CN112418127A

CN112418127A - Video sequence coding and decoding method for video pedestrian re-identification

Info

Publication number: CN112418127A
Application number: CN202011378786.2A
Authority: CN
Inventors: 潘啸; 罗浩; 姜伟
Original assignee: Zhejiang University ZJU
Current assignee: Zhejiang University ZJU
Priority date: 2020-11-30
Filing date: 2020-11-30
Publication date: 2021-02-26
Anticipated expiration: 2040-11-30
Also published as: CN112418127B

Abstract

The invention discloses a video sequence coding and decoding method for video pedestrian re-identification, which comprises the steps of inputting label picture characteristics and video characteristics into a generator after being fused in a training stage, using a label picture as a reconstruction label, and constraining a key frame generated by the generator by image reconstruction loss; and then, sending the generated key frame into an image feature extraction module for video feature recovery, and constraining the recovered video features through feature reconstruction loss to enable the video features to be consistent with the original video features in performance. In the application stage, a K frame picture is selected by using an HSV-Top-K method to generate a key frame, and then the generated key frame is stored in equipment to reduce storage cost. When retrieval is needed, the image feature extraction module is used for recovering the video features of the generated key frames, and the recovered features retain the performance of the video features and are used for retrieval and matching of pedestrians.

Description

Video sequence coding and decoding method for video pedestrian re-identification

Technical Field

The invention belongs to the field of computer vision image retrieval, and particularly relates to a video sequence coding and decoding method for video pedestrian re-identification.

Background

Pedestrian re-identification aims at retrieving pedestrians appointed by a user from a series of monitoring videos crossing cameras; the method is widely applied to smart cities and security monitoring.

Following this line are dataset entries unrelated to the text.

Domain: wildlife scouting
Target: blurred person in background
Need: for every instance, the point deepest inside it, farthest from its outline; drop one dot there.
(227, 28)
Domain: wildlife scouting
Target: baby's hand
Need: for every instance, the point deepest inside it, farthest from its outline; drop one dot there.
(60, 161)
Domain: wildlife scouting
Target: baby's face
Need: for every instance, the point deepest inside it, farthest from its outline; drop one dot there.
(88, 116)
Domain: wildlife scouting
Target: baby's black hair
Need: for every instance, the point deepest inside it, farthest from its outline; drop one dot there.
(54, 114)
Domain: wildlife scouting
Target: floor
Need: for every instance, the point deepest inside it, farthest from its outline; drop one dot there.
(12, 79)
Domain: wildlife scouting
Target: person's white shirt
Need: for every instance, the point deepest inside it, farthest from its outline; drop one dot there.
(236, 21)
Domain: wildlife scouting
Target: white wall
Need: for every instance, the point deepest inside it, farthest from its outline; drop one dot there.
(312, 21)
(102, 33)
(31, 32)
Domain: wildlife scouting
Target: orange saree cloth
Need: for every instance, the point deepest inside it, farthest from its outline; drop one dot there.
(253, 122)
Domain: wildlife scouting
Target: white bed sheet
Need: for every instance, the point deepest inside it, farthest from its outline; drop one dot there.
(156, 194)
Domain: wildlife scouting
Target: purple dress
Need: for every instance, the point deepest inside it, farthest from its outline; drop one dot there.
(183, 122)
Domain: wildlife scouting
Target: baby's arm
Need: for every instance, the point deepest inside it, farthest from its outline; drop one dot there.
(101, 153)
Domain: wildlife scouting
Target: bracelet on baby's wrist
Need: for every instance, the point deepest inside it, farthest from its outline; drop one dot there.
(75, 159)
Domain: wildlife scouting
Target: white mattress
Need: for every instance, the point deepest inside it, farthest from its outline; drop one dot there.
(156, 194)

According to the number of different input pictures, the pedestrian re-identification can be divided into video pedestrian re-identification and image pedestrian re-identification. Compared with image pedestrian re-identification using a single-frame image as input, video pedestrian re-identification uses a video sequence as input and has higher robustness to environmental interference. However, the video pedestrian re-identification needs to store a large number of video sequences, which can cause huge storage overhead in practical application and increase the application cost of the video pedestrian re-identification. Meanwhile, in the application stage, the length of each video sequence is different, so that the method is not suitable for batch processing, and the calculation overhead is large.

Disclosure of Invention

The present invention is directed to a method for encoding and decoding a video sequence for pedestrian video re-identification.

The purpose of the invention is realized by the following technical scheme: a video sequence encoding and decoding method for video pedestrian re-identification, comprising the steps of:

(1) building a neural network:

(11) building a video feature extraction module:

(111) the step size of the last down-sampling of the first convolutional network is set to 1.

(112) And sequentially adding a time average pooling module, a first space average pooling module and a first batch of standardization modules behind the first convolution network.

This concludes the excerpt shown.